A concern is the state’s ability to serve its counties with the resource of medical cannabis in a balanced way. While fifteen businesses across Massachusetts are preparing for inspection and zoning permission so that they may begin growing the drug, many areas are still under-represented—including Berkshire and Nantucket, among others. The hope of the state’s medical marijuana program is that more applications for dispensary operation will stream in once spring arrives.
The progress of the medical marijuana movement is not without hindrances. Patriot Care was met with suspicion over legal matters in Washington, D.C., and Arizona, and was denied a license in Connecticut. The spokesperson for the company, Dennis Kunian, asserts that they simply want to move ahead with the important work they are destined to do in the city of Boston, specifically at 21 Milk Street.
The history of fabrications by potential dispensary owners on their applications has left many Massachusetts citizens in a sour mood. The Mayor of Boston, Martin J. Walsh, has acknowledged these feelings and has supported the revival of the dispensary process since earlier in the year. According to his office, the City is determined to ensure that all medical marijuana businesses will cooperate with the state’s laws. Still, some residents of Brookline feel that lying on an application, as was the case with NETA’s director, should not be forgiven, even if the offending director has resigned. Also, companies that the state has put on hold in the past should raise a red flag. But NETA believes in their professionalism and expertise in the field of medical cannabis, says representative Dot Joyce.

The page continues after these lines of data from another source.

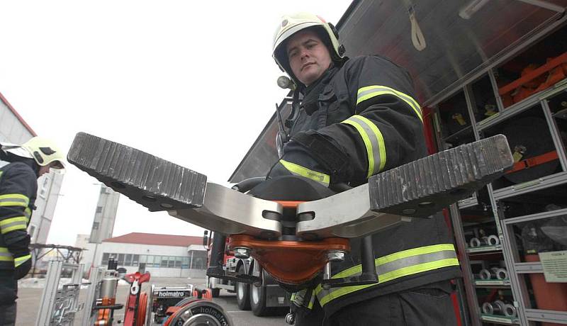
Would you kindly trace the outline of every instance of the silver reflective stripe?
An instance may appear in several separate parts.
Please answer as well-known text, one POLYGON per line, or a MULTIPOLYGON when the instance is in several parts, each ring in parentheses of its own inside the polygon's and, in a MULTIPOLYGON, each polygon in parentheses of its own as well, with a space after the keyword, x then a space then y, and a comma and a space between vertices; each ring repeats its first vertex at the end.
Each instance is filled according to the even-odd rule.
POLYGON ((412 109, 415 112, 417 117, 423 121, 422 116, 421 107, 417 102, 409 95, 397 91, 394 89, 379 85, 373 85, 366 87, 362 87, 359 89, 357 95, 357 105, 363 101, 371 99, 373 97, 378 96, 380 95, 393 95, 398 97, 403 101, 408 103, 412 109))
POLYGON ((0 262, 13 262, 13 257, 8 250, 0 251, 0 262))
POLYGON ((30 209, 29 207, 26 208, 23 210, 23 215, 26 215, 26 218, 28 218, 28 221, 29 222, 30 218, 31 218, 31 210, 30 209))
POLYGON ((28 201, 23 198, 3 198, 0 199, 0 206, 2 206, 2 203, 21 203, 24 205, 22 206, 26 206, 28 205, 28 201))
POLYGON ((449 258, 456 258, 456 252, 455 252, 454 250, 445 250, 401 258, 394 260, 393 262, 387 262, 383 265, 376 266, 376 271, 378 275, 384 274, 408 266, 415 266, 420 264, 447 259, 449 258))
POLYGON ((369 119, 361 116, 352 116, 342 121, 352 125, 360 134, 368 155, 368 178, 381 171, 386 165, 386 144, 382 133, 369 119))
POLYGON ((13 231, 15 230, 26 230, 28 227, 28 223, 23 220, 16 220, 9 223, 5 223, 0 225, 0 228, 1 228, 1 233, 7 233, 10 231, 13 231))

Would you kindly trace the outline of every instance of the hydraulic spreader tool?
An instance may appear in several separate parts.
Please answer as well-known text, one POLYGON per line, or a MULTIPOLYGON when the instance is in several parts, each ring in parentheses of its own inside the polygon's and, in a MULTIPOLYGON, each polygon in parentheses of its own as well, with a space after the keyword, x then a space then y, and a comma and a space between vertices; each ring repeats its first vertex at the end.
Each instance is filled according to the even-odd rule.
POLYGON ((330 191, 310 179, 255 178, 228 188, 208 182, 204 174, 83 133, 75 137, 68 159, 150 211, 167 210, 213 230, 209 276, 257 285, 262 282, 261 277, 252 274, 224 271, 222 258, 229 236, 235 255, 253 257, 280 284, 292 288, 322 271, 322 283, 327 288, 378 282, 370 235, 414 218, 428 218, 501 176, 514 164, 506 137, 498 135, 383 172, 361 186, 345 185, 343 189, 347 190, 313 200, 313 196, 303 195, 330 191), (245 193, 250 189, 249 193, 257 193, 257 187, 273 196, 262 199, 245 193), (362 273, 331 279, 331 262, 344 259, 350 252, 349 240, 354 238, 361 240, 362 273))

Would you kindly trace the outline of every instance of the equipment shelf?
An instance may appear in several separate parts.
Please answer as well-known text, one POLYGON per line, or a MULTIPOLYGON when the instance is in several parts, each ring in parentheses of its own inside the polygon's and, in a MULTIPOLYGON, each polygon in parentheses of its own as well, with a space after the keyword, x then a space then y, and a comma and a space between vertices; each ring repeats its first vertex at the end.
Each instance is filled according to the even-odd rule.
POLYGON ((510 286, 510 279, 503 280, 474 280, 477 288, 508 288, 510 286))
POLYGON ((474 248, 467 248, 466 249, 466 252, 468 254, 478 254, 481 252, 492 252, 499 251, 502 251, 502 244, 496 244, 495 246, 476 247, 474 248))
POLYGON ((496 322, 504 325, 520 325, 517 317, 500 316, 498 315, 481 314, 481 319, 484 322, 496 322))

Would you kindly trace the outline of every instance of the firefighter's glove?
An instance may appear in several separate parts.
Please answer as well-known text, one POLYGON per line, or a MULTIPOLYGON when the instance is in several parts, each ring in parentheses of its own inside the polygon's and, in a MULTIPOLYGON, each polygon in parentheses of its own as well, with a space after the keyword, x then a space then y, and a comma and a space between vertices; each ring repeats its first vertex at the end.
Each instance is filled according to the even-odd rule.
POLYGON ((14 277, 18 280, 28 274, 31 269, 31 254, 27 254, 13 257, 14 277))
POLYGON ((308 151, 292 140, 284 147, 284 156, 270 169, 268 178, 296 175, 310 179, 325 186, 330 184, 330 176, 308 151))

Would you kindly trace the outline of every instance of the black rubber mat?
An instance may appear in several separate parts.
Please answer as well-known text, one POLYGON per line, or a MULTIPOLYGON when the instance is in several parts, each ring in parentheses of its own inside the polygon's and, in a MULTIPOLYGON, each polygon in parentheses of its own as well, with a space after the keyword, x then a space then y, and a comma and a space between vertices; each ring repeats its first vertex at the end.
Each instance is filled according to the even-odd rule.
POLYGON ((141 150, 79 133, 67 159, 151 211, 203 205, 206 176, 141 150))
POLYGON ((439 152, 371 176, 371 209, 425 218, 470 196, 513 164, 503 135, 439 152))

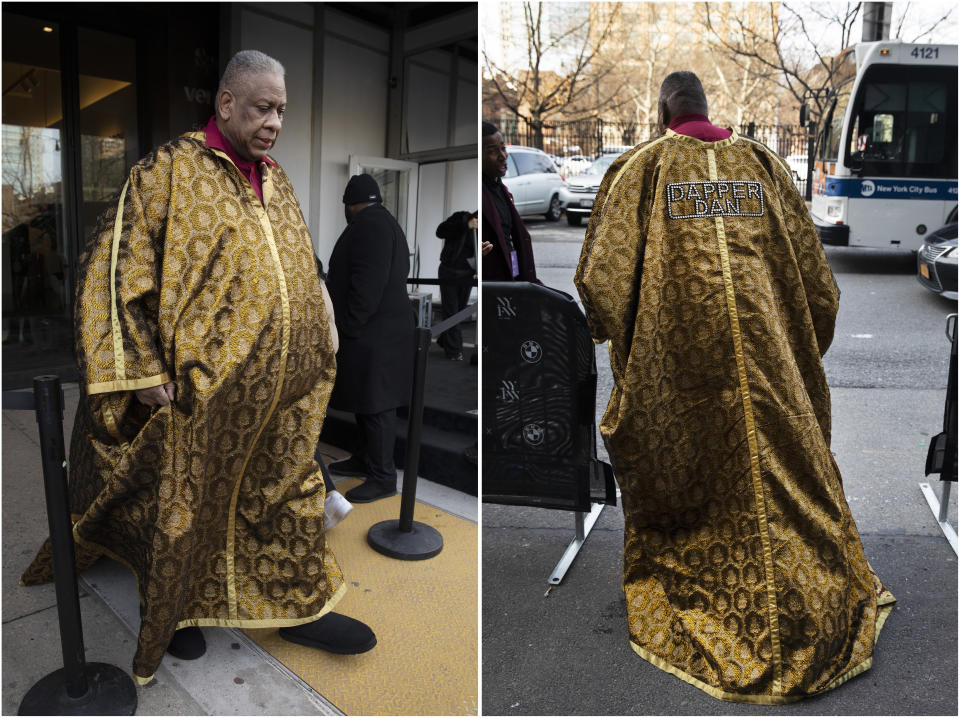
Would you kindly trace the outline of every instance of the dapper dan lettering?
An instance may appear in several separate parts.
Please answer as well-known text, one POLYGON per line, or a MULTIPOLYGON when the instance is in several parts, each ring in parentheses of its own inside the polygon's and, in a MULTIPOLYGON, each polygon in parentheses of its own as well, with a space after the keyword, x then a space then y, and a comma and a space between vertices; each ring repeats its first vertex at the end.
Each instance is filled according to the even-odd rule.
POLYGON ((667 185, 671 219, 691 217, 762 217, 763 187, 747 180, 673 182, 667 185))

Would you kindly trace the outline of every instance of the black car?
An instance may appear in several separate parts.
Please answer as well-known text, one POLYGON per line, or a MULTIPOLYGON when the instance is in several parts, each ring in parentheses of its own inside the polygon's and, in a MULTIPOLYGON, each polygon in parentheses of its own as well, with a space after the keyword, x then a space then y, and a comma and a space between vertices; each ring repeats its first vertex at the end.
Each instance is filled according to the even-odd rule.
POLYGON ((917 281, 947 299, 957 298, 957 208, 947 224, 923 239, 917 252, 917 281))

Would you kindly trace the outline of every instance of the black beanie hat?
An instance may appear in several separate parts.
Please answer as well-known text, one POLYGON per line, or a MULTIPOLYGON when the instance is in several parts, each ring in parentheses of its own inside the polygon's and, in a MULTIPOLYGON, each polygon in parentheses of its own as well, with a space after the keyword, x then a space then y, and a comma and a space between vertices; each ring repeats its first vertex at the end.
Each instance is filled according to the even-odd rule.
POLYGON ((360 202, 383 202, 377 181, 368 174, 351 177, 350 181, 347 182, 347 188, 343 191, 344 204, 359 204, 360 202))

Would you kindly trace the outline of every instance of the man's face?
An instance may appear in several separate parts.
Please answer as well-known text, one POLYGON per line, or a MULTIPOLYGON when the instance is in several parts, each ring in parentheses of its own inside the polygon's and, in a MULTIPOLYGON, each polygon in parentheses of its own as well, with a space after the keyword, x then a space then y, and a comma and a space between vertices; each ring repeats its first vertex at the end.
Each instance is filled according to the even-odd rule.
POLYGON ((503 143, 503 135, 494 132, 482 140, 481 171, 489 179, 503 177, 507 173, 507 146, 503 143))
POLYGON ((220 129, 243 159, 263 159, 277 141, 287 109, 283 75, 249 75, 236 93, 220 95, 220 129))

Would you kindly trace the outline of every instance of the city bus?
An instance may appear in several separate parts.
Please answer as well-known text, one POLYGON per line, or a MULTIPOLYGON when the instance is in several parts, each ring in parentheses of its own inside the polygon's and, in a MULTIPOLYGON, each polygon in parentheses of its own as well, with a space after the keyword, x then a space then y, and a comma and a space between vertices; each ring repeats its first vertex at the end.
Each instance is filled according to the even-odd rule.
POLYGON ((823 244, 917 251, 957 206, 957 46, 861 43, 814 165, 823 244))

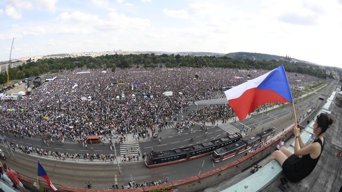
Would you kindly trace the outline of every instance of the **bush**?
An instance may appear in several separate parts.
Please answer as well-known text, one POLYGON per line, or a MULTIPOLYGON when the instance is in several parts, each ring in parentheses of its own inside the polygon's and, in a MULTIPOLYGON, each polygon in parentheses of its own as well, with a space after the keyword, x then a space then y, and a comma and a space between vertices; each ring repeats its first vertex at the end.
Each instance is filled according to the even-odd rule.
POLYGON ((162 190, 163 190, 163 191, 167 191, 167 190, 171 190, 171 187, 170 186, 167 186, 167 187, 162 189, 162 190))
POLYGON ((161 192, 160 188, 155 188, 154 190, 150 190, 148 192, 161 192))

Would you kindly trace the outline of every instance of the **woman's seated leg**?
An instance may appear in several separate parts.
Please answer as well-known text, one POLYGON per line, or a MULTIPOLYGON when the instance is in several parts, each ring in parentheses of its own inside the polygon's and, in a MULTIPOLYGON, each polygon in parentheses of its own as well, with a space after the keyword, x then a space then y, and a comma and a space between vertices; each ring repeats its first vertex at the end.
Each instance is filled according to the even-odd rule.
POLYGON ((287 148, 283 146, 280 148, 280 150, 281 152, 282 152, 284 154, 285 154, 285 155, 286 156, 287 156, 288 158, 293 154, 293 152, 290 151, 287 148))

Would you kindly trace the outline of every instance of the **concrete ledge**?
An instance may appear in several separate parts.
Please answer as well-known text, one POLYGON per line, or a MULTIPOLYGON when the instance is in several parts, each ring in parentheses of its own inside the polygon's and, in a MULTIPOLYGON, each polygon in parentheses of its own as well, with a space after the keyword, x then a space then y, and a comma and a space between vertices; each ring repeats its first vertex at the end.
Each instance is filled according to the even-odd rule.
POLYGON ((220 168, 218 168, 216 170, 212 170, 208 172, 200 174, 198 175, 198 177, 200 178, 206 178, 208 176, 210 176, 215 174, 217 174, 221 172, 220 168))
POLYGON ((278 162, 273 160, 257 172, 222 192, 259 192, 280 174, 279 170, 281 170, 278 162))
MULTIPOLYGON (((327 108, 328 108, 330 104, 327 103, 325 106, 327 106, 327 108), (328 105, 328 104, 329 104, 328 105)), ((323 109, 321 110, 318 113, 321 112, 326 112, 328 114, 331 113, 331 112, 323 109)), ((304 143, 307 143, 311 140, 311 138, 313 134, 313 126, 314 123, 314 122, 311 122, 311 123, 308 124, 300 134, 300 136, 304 143)), ((287 136, 288 138, 291 136, 291 134, 290 132, 292 132, 293 128, 294 126, 285 132, 282 136, 287 136)), ((275 143, 276 144, 275 142, 278 140, 279 137, 275 140, 263 146, 263 147, 265 148, 267 148, 270 146, 271 147, 275 143)), ((294 152, 294 140, 290 146, 289 146, 288 148, 292 152, 294 152)), ((253 153, 257 154, 262 150, 263 150, 263 149, 261 150, 257 150, 256 152, 253 152, 253 153)), ((243 159, 243 158, 241 158, 241 160, 242 159, 243 159)), ((282 168, 280 166, 280 164, 276 160, 273 160, 270 163, 261 168, 257 172, 233 186, 227 188, 223 192, 259 192, 269 185, 270 184, 277 178, 282 172, 282 168), (260 182, 260 180, 262 180, 263 182, 260 182)))

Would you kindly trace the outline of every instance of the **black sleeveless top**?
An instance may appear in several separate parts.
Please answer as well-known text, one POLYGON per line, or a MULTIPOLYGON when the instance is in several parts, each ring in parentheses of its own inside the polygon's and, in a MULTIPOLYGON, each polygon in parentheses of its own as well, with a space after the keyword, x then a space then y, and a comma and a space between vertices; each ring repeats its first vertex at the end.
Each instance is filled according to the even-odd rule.
POLYGON ((319 160, 320 155, 322 154, 324 144, 322 144, 322 141, 318 138, 312 142, 318 142, 320 144, 320 153, 317 158, 312 159, 310 156, 310 154, 307 154, 302 156, 300 160, 296 162, 294 164, 294 169, 296 172, 296 178, 297 179, 301 180, 308 176, 313 170, 317 164, 317 162, 319 160))

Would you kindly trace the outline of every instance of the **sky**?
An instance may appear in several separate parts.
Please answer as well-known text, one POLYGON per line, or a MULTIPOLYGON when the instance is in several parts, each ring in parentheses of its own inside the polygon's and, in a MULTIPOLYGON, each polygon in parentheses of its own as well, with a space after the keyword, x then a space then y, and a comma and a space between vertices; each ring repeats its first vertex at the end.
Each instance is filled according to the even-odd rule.
POLYGON ((119 49, 259 52, 342 68, 342 0, 0 0, 0 60, 119 49))

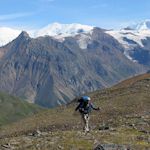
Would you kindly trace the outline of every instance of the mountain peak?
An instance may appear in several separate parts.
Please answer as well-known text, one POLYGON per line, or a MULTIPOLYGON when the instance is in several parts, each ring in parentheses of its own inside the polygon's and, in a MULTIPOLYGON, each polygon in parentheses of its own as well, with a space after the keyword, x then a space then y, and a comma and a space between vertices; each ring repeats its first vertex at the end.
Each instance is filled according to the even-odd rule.
POLYGON ((19 35, 19 37, 25 37, 25 38, 30 38, 29 34, 26 31, 22 31, 19 35))
POLYGON ((133 30, 150 30, 150 20, 144 20, 142 22, 139 22, 137 24, 133 24, 131 26, 128 26, 128 28, 131 28, 133 30))
POLYGON ((36 33, 36 37, 44 36, 44 35, 49 35, 49 36, 62 35, 63 37, 73 36, 81 32, 84 32, 84 33, 90 32, 92 29, 93 27, 89 25, 82 25, 78 23, 60 24, 60 23, 55 22, 40 29, 36 33))

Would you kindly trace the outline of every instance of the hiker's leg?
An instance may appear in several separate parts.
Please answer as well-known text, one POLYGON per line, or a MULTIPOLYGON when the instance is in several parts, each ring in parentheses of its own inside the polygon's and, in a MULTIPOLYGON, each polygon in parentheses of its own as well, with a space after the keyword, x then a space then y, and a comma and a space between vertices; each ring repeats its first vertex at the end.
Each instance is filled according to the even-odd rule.
POLYGON ((84 114, 84 118, 85 118, 85 131, 89 131, 89 114, 84 114))
POLYGON ((82 124, 83 124, 83 130, 85 130, 85 127, 86 127, 86 120, 85 120, 85 117, 84 117, 84 113, 80 113, 81 114, 81 118, 82 118, 82 124))

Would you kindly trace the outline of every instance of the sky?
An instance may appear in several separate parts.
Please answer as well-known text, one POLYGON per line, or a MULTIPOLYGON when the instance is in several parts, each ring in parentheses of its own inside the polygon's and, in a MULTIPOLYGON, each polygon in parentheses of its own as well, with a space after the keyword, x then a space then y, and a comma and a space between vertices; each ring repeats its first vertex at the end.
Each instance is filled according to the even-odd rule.
POLYGON ((0 0, 0 27, 38 29, 53 22, 106 29, 150 19, 150 0, 0 0))

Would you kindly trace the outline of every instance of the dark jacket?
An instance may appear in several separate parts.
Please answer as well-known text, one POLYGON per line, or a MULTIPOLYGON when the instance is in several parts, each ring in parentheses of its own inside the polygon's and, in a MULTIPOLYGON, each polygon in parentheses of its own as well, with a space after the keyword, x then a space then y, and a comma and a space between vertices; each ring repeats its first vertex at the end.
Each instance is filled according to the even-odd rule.
POLYGON ((89 114, 92 110, 99 110, 91 102, 80 102, 75 111, 79 110, 80 113, 89 114))

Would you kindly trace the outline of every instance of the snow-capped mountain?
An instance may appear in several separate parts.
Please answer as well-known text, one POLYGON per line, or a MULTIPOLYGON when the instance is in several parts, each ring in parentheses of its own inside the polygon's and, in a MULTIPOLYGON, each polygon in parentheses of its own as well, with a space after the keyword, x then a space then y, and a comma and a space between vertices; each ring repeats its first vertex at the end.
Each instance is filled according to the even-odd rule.
POLYGON ((0 27, 0 46, 6 45, 13 39, 18 37, 21 30, 11 29, 7 27, 0 27))
POLYGON ((121 30, 109 30, 106 33, 113 36, 125 48, 125 56, 143 63, 149 57, 150 20, 143 21, 121 30))
POLYGON ((133 24, 129 26, 128 28, 131 28, 133 30, 150 30, 150 20, 145 20, 142 22, 139 22, 137 24, 133 24))
MULTIPOLYGON (((93 29, 92 26, 82 24, 60 24, 52 23, 44 28, 35 31, 27 31, 32 38, 39 36, 53 36, 54 38, 61 39, 67 36, 75 36, 78 33, 89 33, 93 29)), ((0 46, 6 45, 7 43, 14 40, 21 30, 15 30, 7 27, 0 28, 0 46)))
POLYGON ((82 25, 82 24, 60 24, 60 23, 53 23, 49 24, 48 26, 38 30, 35 33, 35 37, 38 36, 74 36, 78 33, 87 33, 90 32, 93 29, 92 26, 88 25, 82 25))

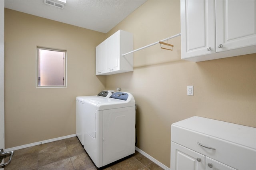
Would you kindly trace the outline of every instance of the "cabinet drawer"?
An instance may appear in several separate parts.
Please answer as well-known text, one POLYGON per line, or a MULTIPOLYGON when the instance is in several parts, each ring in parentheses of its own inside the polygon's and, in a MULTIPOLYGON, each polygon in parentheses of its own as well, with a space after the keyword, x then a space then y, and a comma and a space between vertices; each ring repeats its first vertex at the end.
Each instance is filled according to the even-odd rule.
POLYGON ((234 168, 256 169, 255 149, 174 125, 171 140, 234 168), (203 147, 198 142, 215 149, 203 147))

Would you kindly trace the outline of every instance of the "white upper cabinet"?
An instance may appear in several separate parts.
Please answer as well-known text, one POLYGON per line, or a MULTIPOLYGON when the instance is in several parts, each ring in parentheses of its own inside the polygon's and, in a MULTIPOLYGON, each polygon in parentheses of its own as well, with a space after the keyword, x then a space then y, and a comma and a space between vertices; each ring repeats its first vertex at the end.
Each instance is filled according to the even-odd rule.
POLYGON ((133 71, 132 34, 119 30, 96 47, 96 75, 109 75, 133 71))
POLYGON ((256 1, 181 0, 182 59, 256 53, 256 1))

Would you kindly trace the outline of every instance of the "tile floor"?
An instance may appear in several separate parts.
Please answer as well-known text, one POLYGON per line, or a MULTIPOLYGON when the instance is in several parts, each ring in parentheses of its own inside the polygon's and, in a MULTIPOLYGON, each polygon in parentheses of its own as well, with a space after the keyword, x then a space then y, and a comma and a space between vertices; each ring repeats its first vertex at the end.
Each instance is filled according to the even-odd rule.
MULTIPOLYGON (((96 170, 96 168, 76 137, 15 150, 11 164, 4 168, 5 170, 54 169, 96 170)), ((132 156, 107 167, 105 170, 162 169, 135 151, 132 156)))

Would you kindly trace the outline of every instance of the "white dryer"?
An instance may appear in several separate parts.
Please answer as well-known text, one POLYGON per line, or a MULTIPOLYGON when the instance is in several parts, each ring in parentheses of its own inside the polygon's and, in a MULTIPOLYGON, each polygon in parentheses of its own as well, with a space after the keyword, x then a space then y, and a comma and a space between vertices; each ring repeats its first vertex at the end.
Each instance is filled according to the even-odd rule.
POLYGON ((128 93, 86 99, 84 147, 96 166, 104 166, 135 152, 135 101, 128 93))
POLYGON ((82 145, 84 145, 84 114, 86 109, 84 107, 84 100, 86 99, 96 99, 109 97, 112 93, 109 91, 103 91, 96 95, 78 96, 76 99, 76 136, 82 145))

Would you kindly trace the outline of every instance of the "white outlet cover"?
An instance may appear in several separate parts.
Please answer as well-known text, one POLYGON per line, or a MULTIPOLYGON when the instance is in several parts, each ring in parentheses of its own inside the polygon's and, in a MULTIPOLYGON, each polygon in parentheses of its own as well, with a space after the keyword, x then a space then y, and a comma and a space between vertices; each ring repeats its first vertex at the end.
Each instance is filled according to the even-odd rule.
POLYGON ((188 96, 194 95, 194 86, 188 85, 187 87, 187 94, 188 96))

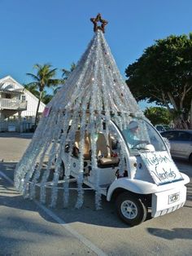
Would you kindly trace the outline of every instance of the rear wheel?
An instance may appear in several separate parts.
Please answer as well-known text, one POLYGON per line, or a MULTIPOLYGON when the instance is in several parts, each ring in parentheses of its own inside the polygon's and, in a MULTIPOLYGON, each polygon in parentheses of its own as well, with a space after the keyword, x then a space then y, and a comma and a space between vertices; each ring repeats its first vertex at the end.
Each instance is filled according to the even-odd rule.
POLYGON ((146 207, 142 200, 128 192, 118 196, 116 210, 120 218, 130 226, 138 225, 146 218, 146 207))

November of 2012 was when Massachusetts voters decided to legalize marijuana for therapeutic treatment of chronically ill patients. It took until January of this year to give initial permission to twenty out of one hundred applicants seeking the chance to open dispensaries. But when the media and applicants who had been turned away launched a serious conversation about misrepresentations on applications and favoritism in the system, the process came to a halt. By June, the state had refused nine of the twenty applicants who had been accepted originally. A company that had planned to open dispensaries in Taunton, Plymouth, and Mashpee, managed by former US Representative William Delahunt, was among them.
The head executives of the companies that now look forward to fulfilling their dispensary goals are pleased and thankful to have these opportunities. Dr. James Kurnick of MassMedicum and Tim Keogh of Coastal Compassion have expressed their wishes to serve their communities as health care experts, as well as to conduct their businesses with honesty.